This study advances the field of crude oil price forecasting by introducing a hybrid CNN–LSTM model that incorporates the dollar index, an approach not extensively explored in previous studies. Our analysis demonstrates that including the dollar index significantly enhances the predictive accuracy of oil price fluctuations, providing a more nuanced understanding of the economic factors impacting global markets.
This innovative approach offers substantial contributions to risk management practices by enabling more precise and reliable oil price forecasts. For stakeholders in sectors sensitive to oil price volatility, such as energy, transportation, and manufacturing, our model delivers a valuable tool for better anticipating market trends and adjusting risk mitigation strategies accordingly. Furthermore, the integration of macroeconomic indicators like the dollar index helps in identifying and interpreting the broader economic signals that drive market changes, offering stakeholders a comprehensive view of potential financial exposures.
The robustness and innovation of our methodology not only improve forecasting accuracy but also invite further research into the application of similar models across various commodities and financial markets, broadening the implications for risk management across different sectors.

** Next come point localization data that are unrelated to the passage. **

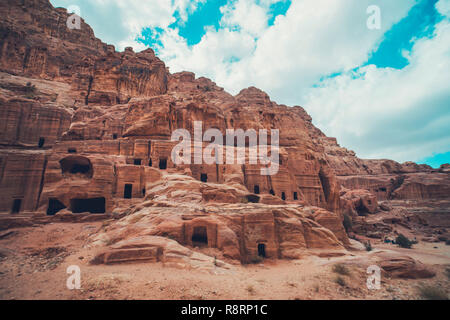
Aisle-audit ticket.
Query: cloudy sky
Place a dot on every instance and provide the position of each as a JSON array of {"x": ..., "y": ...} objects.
[{"x": 384, "y": 93}]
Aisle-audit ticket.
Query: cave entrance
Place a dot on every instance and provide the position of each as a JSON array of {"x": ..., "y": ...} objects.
[
  {"x": 163, "y": 164},
  {"x": 41, "y": 142},
  {"x": 54, "y": 206},
  {"x": 77, "y": 165},
  {"x": 252, "y": 198},
  {"x": 200, "y": 236},
  {"x": 93, "y": 205},
  {"x": 128, "y": 191},
  {"x": 261, "y": 250},
  {"x": 17, "y": 203}
]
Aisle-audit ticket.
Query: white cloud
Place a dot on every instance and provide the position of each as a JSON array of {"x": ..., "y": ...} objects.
[
  {"x": 119, "y": 22},
  {"x": 383, "y": 112},
  {"x": 379, "y": 112}
]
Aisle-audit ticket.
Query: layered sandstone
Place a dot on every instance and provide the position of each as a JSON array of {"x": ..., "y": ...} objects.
[{"x": 87, "y": 129}]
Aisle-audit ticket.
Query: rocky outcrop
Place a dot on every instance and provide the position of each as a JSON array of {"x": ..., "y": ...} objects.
[
  {"x": 404, "y": 267},
  {"x": 87, "y": 130}
]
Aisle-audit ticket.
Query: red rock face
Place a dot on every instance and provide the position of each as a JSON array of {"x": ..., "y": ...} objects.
[{"x": 87, "y": 129}]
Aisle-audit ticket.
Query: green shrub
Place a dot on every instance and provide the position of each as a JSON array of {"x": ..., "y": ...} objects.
[
  {"x": 403, "y": 241},
  {"x": 429, "y": 292},
  {"x": 341, "y": 269},
  {"x": 340, "y": 281}
]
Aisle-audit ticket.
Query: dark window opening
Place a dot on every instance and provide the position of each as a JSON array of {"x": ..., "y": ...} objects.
[
  {"x": 93, "y": 205},
  {"x": 252, "y": 198},
  {"x": 128, "y": 191},
  {"x": 80, "y": 168},
  {"x": 41, "y": 142},
  {"x": 200, "y": 236},
  {"x": 77, "y": 165},
  {"x": 54, "y": 206},
  {"x": 163, "y": 164},
  {"x": 326, "y": 184},
  {"x": 262, "y": 250},
  {"x": 17, "y": 203}
]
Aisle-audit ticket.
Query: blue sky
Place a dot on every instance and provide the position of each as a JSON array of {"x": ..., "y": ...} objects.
[{"x": 384, "y": 93}]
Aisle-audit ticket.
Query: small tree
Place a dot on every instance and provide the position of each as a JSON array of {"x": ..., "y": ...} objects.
[{"x": 403, "y": 241}]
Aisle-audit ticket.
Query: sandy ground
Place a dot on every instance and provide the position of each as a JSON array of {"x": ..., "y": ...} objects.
[{"x": 34, "y": 262}]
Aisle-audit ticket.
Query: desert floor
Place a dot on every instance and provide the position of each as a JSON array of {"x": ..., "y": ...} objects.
[{"x": 34, "y": 261}]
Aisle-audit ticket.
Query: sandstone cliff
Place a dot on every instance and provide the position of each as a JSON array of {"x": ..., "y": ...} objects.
[{"x": 87, "y": 129}]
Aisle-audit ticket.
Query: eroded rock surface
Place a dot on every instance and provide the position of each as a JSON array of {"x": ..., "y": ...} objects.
[{"x": 86, "y": 130}]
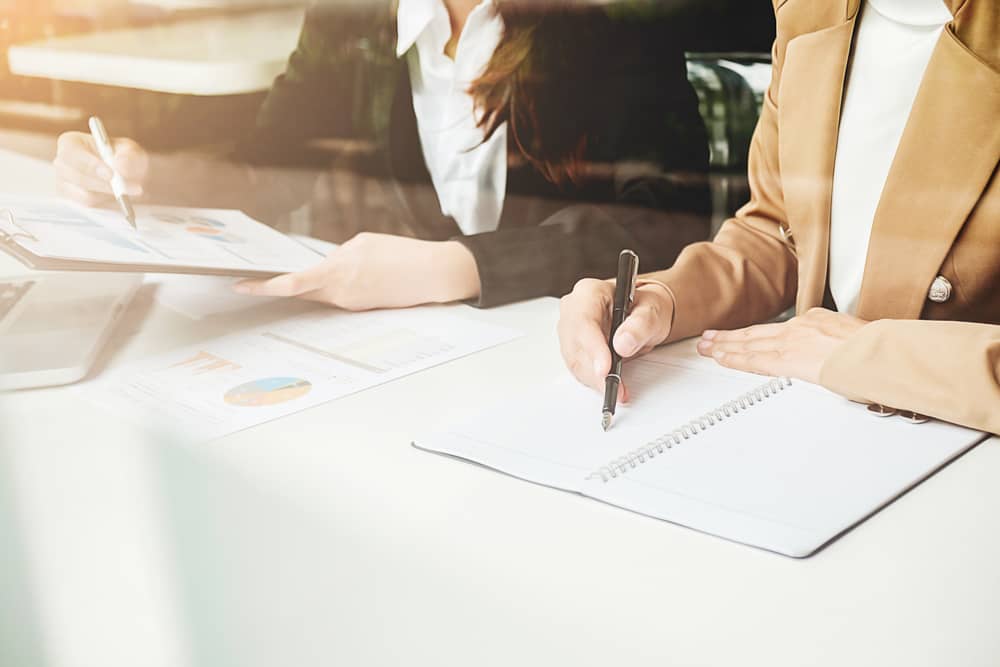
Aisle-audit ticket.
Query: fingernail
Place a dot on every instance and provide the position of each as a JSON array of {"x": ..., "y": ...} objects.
[{"x": 627, "y": 344}]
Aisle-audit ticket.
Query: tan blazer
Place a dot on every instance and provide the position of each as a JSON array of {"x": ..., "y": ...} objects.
[{"x": 939, "y": 215}]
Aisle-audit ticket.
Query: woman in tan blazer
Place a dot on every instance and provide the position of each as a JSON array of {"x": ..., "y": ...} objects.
[{"x": 924, "y": 332}]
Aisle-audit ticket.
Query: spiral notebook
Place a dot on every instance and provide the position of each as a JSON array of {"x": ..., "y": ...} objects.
[{"x": 773, "y": 463}]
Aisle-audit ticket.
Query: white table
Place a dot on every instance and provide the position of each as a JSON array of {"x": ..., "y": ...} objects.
[
  {"x": 219, "y": 56},
  {"x": 325, "y": 539}
]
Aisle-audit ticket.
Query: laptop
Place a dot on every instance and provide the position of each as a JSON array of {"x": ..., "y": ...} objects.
[{"x": 54, "y": 325}]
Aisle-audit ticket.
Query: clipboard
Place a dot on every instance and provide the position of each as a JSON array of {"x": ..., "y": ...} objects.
[{"x": 52, "y": 235}]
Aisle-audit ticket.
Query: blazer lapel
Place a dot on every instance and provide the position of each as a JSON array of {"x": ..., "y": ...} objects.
[
  {"x": 809, "y": 100},
  {"x": 946, "y": 156}
]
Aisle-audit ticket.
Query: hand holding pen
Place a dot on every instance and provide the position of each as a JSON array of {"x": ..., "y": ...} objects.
[
  {"x": 84, "y": 177},
  {"x": 628, "y": 270}
]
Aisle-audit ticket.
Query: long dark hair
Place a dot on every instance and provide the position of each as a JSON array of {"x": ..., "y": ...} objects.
[{"x": 528, "y": 84}]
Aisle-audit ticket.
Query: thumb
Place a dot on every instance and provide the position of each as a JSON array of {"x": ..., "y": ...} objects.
[{"x": 641, "y": 330}]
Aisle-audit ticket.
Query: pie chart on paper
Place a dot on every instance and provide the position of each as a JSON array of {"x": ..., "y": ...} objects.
[{"x": 267, "y": 392}]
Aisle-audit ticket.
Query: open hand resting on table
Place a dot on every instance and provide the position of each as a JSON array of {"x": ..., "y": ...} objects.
[
  {"x": 83, "y": 176},
  {"x": 380, "y": 271},
  {"x": 797, "y": 348}
]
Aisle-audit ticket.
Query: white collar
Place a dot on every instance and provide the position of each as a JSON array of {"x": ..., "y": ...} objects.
[
  {"x": 913, "y": 12},
  {"x": 412, "y": 18}
]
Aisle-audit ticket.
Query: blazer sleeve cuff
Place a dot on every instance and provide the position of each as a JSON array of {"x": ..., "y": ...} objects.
[{"x": 947, "y": 370}]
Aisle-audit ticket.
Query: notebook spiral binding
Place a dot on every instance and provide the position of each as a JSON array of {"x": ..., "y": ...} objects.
[{"x": 638, "y": 456}]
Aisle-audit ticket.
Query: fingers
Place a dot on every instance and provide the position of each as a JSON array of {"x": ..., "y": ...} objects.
[
  {"x": 648, "y": 324},
  {"x": 131, "y": 161},
  {"x": 583, "y": 326},
  {"x": 747, "y": 333},
  {"x": 79, "y": 167},
  {"x": 769, "y": 362},
  {"x": 76, "y": 151},
  {"x": 289, "y": 284}
]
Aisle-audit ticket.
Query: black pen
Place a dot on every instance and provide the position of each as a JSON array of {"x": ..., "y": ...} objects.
[{"x": 628, "y": 269}]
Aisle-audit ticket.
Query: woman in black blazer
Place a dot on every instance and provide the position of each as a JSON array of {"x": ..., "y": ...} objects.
[{"x": 605, "y": 150}]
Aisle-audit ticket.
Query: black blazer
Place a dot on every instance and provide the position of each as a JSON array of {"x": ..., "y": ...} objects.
[{"x": 617, "y": 73}]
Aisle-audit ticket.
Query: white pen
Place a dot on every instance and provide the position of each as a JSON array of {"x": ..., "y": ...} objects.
[{"x": 107, "y": 153}]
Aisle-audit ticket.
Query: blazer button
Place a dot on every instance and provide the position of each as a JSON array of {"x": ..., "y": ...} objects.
[{"x": 940, "y": 290}]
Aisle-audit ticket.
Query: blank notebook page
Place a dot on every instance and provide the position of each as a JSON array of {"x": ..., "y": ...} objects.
[{"x": 789, "y": 473}]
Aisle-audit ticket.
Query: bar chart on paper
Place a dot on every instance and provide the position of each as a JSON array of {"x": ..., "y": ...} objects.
[{"x": 231, "y": 383}]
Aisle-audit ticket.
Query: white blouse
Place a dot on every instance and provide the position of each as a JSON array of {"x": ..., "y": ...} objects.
[
  {"x": 469, "y": 176},
  {"x": 892, "y": 46}
]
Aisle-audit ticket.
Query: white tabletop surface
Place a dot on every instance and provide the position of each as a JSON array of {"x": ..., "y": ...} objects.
[
  {"x": 326, "y": 539},
  {"x": 218, "y": 56}
]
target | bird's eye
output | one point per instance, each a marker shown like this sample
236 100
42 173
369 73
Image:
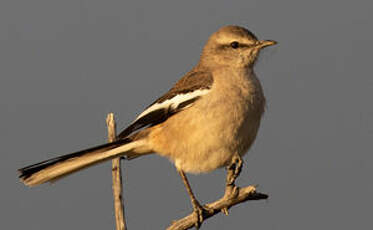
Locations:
235 45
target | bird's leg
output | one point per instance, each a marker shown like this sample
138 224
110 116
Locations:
198 209
234 169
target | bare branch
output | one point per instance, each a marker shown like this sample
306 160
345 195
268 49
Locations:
233 196
117 178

This paper makes two contributions. First, our model considers multiple factors, including OPEC and non-OPEC supply, OECD and non-OECD consumption, world GDP, non-OECD GDP, OPEC spare capacity, world liquid fuels production, and WTI and Saudi Oil production. Second, the model considers the dollar index, which improves the results. In the future, we plan to study other factors, including Brent, Mars, Tapai, and Dubai oil prices, that may affect WTI crude oil prices. We also plan to study other optimization algorithms that may increase the prediction accuracy. In addition, the information from online media sources could be integrated into the model. For example, feature extraction natural language processing techniques, including bidirectional encoder representations from transformers (BERT) language models, could be used to process tweet hashtags.